On balance, we feel the practicalities warrant allowing the Board of Appeal to have this power. If the Board of Appeal are not able to hold oral proceedings by ViCo unless all parties to proceedings agree, there will likely be many instances of oral proceedings which are blocked from taking place by ViCo due to withheld consent from a single party. This could be for strategic reasons which benefit a particular party (e.g. a patentee looking to delay a decision confirming the revocation of their patent) and severely undermines the advantages of enabling ViCo oral proceedings in the first place.
 
The argument that being denied attendance at oral proceedings in person violates the right to be heard also seems to wrongly trivialise the resources required to attend oral proceedings in person in the first place. The time, effort and cost required to attend oral proceedings in person are significant and are arguably far more significant than the one-time investment required in obtaining decent ViCo equipment. Forcing parties to attend oral proceedings by video conference is therefore no more of a denial of the right to be heard than forcing parties to attend oral proceedings in person, and is arguably less of a denial of that right. And, frankly, if, after 12 months of working remotely and communicating with colleagues solely through video calls, your current representative thinks they will be unable to effectively argue your case by ViCo, maybe it’s time you shopped around for alternative representation.
 
Of course, there should be safeguards to reduce the risk of procedural abuse. Oral proceedings in person may be appropriate in certain circumstances (e.g. particularly technically or legally complex cases). However, there are already provisions in place for this for oral proceedings before the Opposition Division (e.g. parties needing to provide serious reasons why consent for ViCo oral proceedings is being withheld and the Opposition Division needing to give reasons if a request for oral proceedings to be held in person is refused) and we think similar provisions could easily be adopted by the Boards of Appeal.
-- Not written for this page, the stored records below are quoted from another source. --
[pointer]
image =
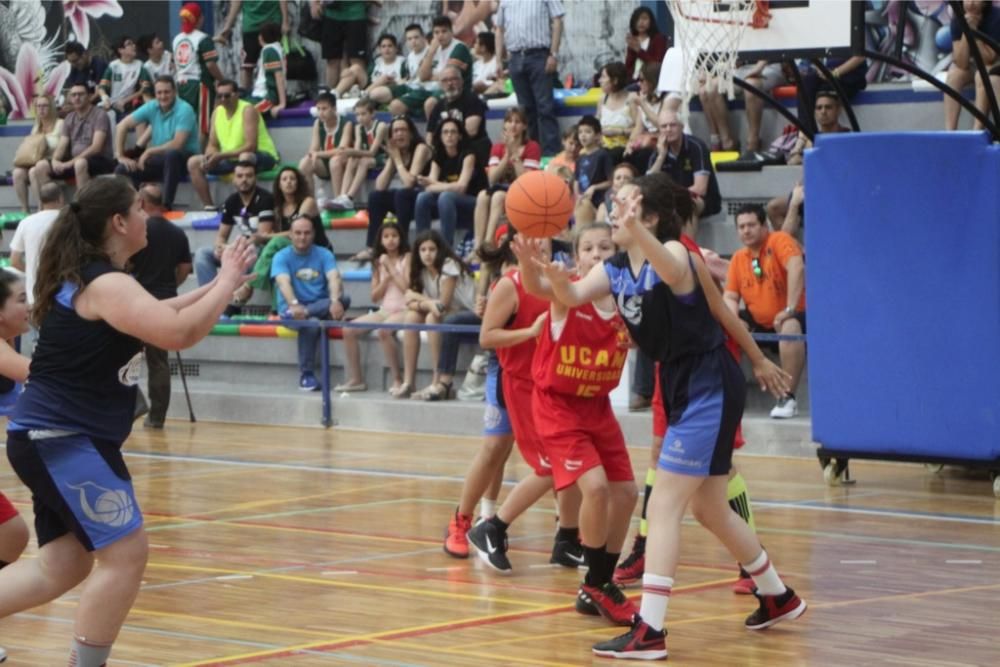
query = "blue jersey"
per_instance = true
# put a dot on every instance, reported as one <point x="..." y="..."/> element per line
<point x="83" y="373"/>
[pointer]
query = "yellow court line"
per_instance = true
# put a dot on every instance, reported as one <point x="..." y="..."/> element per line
<point x="340" y="583"/>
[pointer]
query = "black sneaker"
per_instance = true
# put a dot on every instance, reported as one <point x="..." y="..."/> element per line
<point x="568" y="553"/>
<point x="640" y="643"/>
<point x="491" y="546"/>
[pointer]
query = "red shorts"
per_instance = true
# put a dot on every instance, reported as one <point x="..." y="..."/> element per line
<point x="660" y="413"/>
<point x="517" y="399"/>
<point x="7" y="511"/>
<point x="580" y="434"/>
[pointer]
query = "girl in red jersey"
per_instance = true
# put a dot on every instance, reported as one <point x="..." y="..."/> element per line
<point x="579" y="361"/>
<point x="511" y="325"/>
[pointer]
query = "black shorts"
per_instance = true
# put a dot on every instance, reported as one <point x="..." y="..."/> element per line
<point x="96" y="166"/>
<point x="755" y="327"/>
<point x="344" y="39"/>
<point x="251" y="49"/>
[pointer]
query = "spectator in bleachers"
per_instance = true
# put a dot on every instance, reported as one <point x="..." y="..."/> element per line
<point x="616" y="110"/>
<point x="407" y="95"/>
<point x="237" y="134"/>
<point x="688" y="161"/>
<point x="49" y="125"/>
<point x="457" y="176"/>
<point x="390" y="274"/>
<point x="159" y="62"/>
<point x="408" y="158"/>
<point x="442" y="51"/>
<point x="26" y="246"/>
<point x="440" y="285"/>
<point x="85" y="69"/>
<point x="255" y="14"/>
<point x="982" y="16"/>
<point x="486" y="68"/>
<point x="645" y="44"/>
<point x="308" y="287"/>
<point x="84" y="150"/>
<point x="250" y="208"/>
<point x="270" y="93"/>
<point x="197" y="66"/>
<point x="462" y="105"/>
<point x="368" y="153"/>
<point x="120" y="88"/>
<point x="762" y="75"/>
<point x="174" y="139"/>
<point x="160" y="267"/>
<point x="291" y="201"/>
<point x="592" y="175"/>
<point x="344" y="40"/>
<point x="768" y="275"/>
<point x="570" y="152"/>
<point x="332" y="134"/>
<point x="509" y="158"/>
<point x="529" y="34"/>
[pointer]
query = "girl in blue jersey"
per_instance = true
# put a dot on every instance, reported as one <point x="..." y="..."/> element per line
<point x="66" y="431"/>
<point x="674" y="311"/>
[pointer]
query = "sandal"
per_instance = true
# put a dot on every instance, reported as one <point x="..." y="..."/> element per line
<point x="351" y="386"/>
<point x="439" y="391"/>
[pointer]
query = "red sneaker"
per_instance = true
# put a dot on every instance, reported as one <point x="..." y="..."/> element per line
<point x="774" y="609"/>
<point x="455" y="543"/>
<point x="640" y="643"/>
<point x="609" y="601"/>
<point x="631" y="569"/>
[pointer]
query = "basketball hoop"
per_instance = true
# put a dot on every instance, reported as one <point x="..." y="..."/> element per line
<point x="708" y="33"/>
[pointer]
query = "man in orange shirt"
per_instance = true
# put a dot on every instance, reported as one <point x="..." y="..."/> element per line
<point x="768" y="275"/>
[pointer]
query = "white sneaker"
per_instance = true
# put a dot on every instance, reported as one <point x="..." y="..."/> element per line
<point x="785" y="408"/>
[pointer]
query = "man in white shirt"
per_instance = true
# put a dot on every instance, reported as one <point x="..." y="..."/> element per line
<point x="26" y="246"/>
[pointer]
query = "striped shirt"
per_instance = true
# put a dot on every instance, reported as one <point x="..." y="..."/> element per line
<point x="527" y="24"/>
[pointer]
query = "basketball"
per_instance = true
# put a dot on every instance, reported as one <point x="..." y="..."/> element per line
<point x="539" y="204"/>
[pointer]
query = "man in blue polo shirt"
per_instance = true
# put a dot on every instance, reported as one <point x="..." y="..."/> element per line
<point x="174" y="139"/>
<point x="309" y="286"/>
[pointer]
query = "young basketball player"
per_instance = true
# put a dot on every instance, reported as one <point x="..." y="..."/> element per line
<point x="500" y="429"/>
<point x="579" y="361"/>
<point x="511" y="325"/>
<point x="673" y="311"/>
<point x="67" y="429"/>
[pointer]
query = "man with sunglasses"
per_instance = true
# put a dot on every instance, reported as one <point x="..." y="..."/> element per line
<point x="236" y="134"/>
<point x="768" y="275"/>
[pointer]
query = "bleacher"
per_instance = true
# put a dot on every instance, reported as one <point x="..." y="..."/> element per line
<point x="262" y="370"/>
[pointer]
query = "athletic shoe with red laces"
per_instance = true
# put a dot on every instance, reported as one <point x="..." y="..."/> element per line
<point x="640" y="643"/>
<point x="630" y="570"/>
<point x="774" y="609"/>
<point x="455" y="543"/>
<point x="607" y="600"/>
<point x="744" y="585"/>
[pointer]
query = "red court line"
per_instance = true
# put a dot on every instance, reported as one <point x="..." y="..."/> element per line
<point x="409" y="634"/>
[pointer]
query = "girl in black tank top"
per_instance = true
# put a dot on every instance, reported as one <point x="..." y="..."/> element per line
<point x="76" y="410"/>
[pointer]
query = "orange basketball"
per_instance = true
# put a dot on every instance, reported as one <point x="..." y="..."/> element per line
<point x="539" y="204"/>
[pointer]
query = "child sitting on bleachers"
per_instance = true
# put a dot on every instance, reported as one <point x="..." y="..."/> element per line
<point x="368" y="153"/>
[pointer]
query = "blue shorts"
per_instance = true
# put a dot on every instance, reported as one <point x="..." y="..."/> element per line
<point x="79" y="485"/>
<point x="495" y="419"/>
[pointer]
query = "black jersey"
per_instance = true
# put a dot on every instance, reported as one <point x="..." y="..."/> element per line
<point x="83" y="373"/>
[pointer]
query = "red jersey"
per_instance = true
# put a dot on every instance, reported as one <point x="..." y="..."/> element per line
<point x="587" y="358"/>
<point x="516" y="360"/>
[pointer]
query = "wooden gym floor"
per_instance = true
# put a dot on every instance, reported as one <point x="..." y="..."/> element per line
<point x="283" y="546"/>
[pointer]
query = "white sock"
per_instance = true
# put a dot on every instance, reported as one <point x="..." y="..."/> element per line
<point x="764" y="575"/>
<point x="655" y="598"/>
<point x="487" y="507"/>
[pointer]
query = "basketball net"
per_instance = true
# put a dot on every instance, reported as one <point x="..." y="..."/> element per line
<point x="708" y="33"/>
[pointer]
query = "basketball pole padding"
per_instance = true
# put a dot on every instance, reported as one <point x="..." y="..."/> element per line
<point x="903" y="294"/>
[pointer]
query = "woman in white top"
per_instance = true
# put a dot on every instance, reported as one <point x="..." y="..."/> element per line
<point x="47" y="122"/>
<point x="440" y="285"/>
<point x="616" y="110"/>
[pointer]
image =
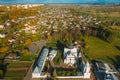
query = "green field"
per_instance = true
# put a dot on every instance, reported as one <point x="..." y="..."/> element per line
<point x="99" y="49"/>
<point x="17" y="70"/>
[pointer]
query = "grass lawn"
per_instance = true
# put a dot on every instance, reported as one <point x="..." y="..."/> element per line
<point x="16" y="70"/>
<point x="99" y="49"/>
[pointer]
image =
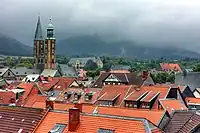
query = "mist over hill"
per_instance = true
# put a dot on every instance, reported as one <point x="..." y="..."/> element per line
<point x="94" y="45"/>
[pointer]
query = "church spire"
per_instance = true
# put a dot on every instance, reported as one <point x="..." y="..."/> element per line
<point x="38" y="32"/>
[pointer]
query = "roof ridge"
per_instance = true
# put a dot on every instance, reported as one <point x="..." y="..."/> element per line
<point x="185" y="123"/>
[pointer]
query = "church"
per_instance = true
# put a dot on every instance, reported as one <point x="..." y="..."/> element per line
<point x="44" y="47"/>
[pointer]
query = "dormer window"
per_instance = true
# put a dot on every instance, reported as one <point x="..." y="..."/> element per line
<point x="77" y="96"/>
<point x="67" y="95"/>
<point x="88" y="96"/>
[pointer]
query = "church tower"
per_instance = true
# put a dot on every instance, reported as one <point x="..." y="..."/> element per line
<point x="39" y="57"/>
<point x="50" y="62"/>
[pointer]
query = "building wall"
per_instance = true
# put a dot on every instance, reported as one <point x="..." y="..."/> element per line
<point x="8" y="75"/>
<point x="50" y="59"/>
<point x="39" y="56"/>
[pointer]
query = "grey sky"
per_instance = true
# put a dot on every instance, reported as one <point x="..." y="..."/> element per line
<point x="150" y="21"/>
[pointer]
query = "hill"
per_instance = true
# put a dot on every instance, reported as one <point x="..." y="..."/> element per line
<point x="11" y="46"/>
<point x="95" y="46"/>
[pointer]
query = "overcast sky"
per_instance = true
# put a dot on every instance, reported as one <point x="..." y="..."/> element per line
<point x="151" y="21"/>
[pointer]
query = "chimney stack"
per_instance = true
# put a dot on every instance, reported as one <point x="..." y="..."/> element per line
<point x="49" y="104"/>
<point x="79" y="106"/>
<point x="74" y="119"/>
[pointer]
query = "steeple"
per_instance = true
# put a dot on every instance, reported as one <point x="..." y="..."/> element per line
<point x="50" y="30"/>
<point x="38" y="32"/>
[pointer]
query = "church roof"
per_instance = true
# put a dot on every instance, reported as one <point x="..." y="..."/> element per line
<point x="38" y="32"/>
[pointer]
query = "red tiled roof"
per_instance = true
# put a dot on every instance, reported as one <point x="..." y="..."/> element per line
<point x="91" y="124"/>
<point x="46" y="86"/>
<point x="31" y="100"/>
<point x="172" y="105"/>
<point x="12" y="119"/>
<point x="27" y="87"/>
<point x="6" y="96"/>
<point x="63" y="82"/>
<point x="113" y="90"/>
<point x="152" y="115"/>
<point x="95" y="93"/>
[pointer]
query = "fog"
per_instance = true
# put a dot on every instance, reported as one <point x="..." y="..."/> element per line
<point x="152" y="22"/>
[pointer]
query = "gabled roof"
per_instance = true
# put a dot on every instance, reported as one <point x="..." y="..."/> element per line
<point x="49" y="72"/>
<point x="111" y="91"/>
<point x="3" y="70"/>
<point x="35" y="98"/>
<point x="91" y="123"/>
<point x="5" y="97"/>
<point x="147" y="93"/>
<point x="192" y="101"/>
<point x="46" y="86"/>
<point x="15" y="119"/>
<point x="63" y="82"/>
<point x="192" y="79"/>
<point x="68" y="71"/>
<point x="23" y="71"/>
<point x="130" y="78"/>
<point x="172" y="105"/>
<point x="183" y="122"/>
<point x="152" y="115"/>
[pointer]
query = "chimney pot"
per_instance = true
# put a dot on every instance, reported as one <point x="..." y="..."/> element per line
<point x="49" y="104"/>
<point x="79" y="106"/>
<point x="74" y="119"/>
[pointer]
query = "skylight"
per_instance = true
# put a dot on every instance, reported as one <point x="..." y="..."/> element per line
<point x="102" y="130"/>
<point x="58" y="128"/>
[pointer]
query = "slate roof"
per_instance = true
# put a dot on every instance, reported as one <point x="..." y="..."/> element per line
<point x="3" y="70"/>
<point x="192" y="79"/>
<point x="91" y="123"/>
<point x="172" y="105"/>
<point x="130" y="78"/>
<point x="23" y="71"/>
<point x="68" y="71"/>
<point x="182" y="122"/>
<point x="14" y="119"/>
<point x="110" y="92"/>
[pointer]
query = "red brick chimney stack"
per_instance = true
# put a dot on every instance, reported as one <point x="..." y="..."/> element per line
<point x="79" y="106"/>
<point x="74" y="119"/>
<point x="49" y="104"/>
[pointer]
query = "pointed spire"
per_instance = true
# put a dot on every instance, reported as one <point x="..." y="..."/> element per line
<point x="38" y="32"/>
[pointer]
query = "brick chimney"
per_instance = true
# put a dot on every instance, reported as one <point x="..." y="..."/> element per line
<point x="79" y="106"/>
<point x="49" y="104"/>
<point x="144" y="75"/>
<point x="74" y="119"/>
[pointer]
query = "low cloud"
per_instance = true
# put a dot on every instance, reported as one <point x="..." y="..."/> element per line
<point x="146" y="21"/>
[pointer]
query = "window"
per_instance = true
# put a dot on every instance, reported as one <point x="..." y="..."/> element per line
<point x="58" y="128"/>
<point x="102" y="130"/>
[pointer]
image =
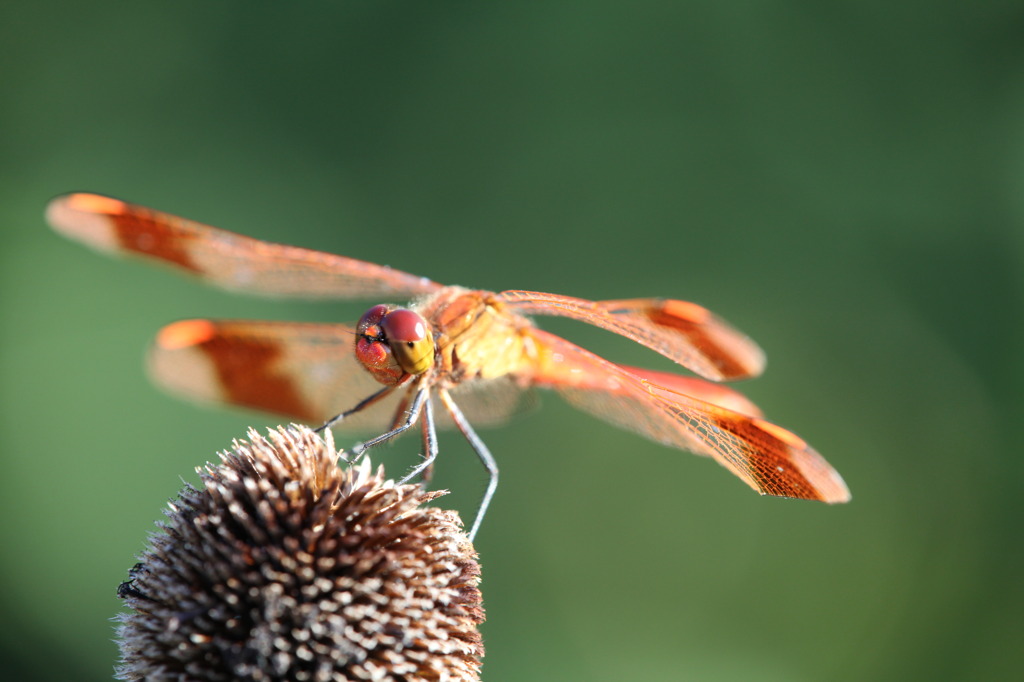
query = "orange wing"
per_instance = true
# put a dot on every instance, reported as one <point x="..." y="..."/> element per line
<point x="304" y="371"/>
<point x="683" y="332"/>
<point x="222" y="258"/>
<point x="766" y="457"/>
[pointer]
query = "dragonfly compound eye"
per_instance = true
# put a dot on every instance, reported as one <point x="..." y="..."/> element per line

This would allow the benefits of widely adopted ViCo oral proceedings to be realised whilst also preserving the possibility of in person oral proceedings when this truly matters.

Conclusion

Contrary to harming the right to be heard, we feel making video conference oral hearings the norm at the EPO (including at the Boards of Appeal) will help improve the right to be heard for all EPO users.
 
We’re in the technology business. We’re in the legal business. We should therefore be embracing new technology which helps access to justice.
 
We await the Enlarged Board’s decision.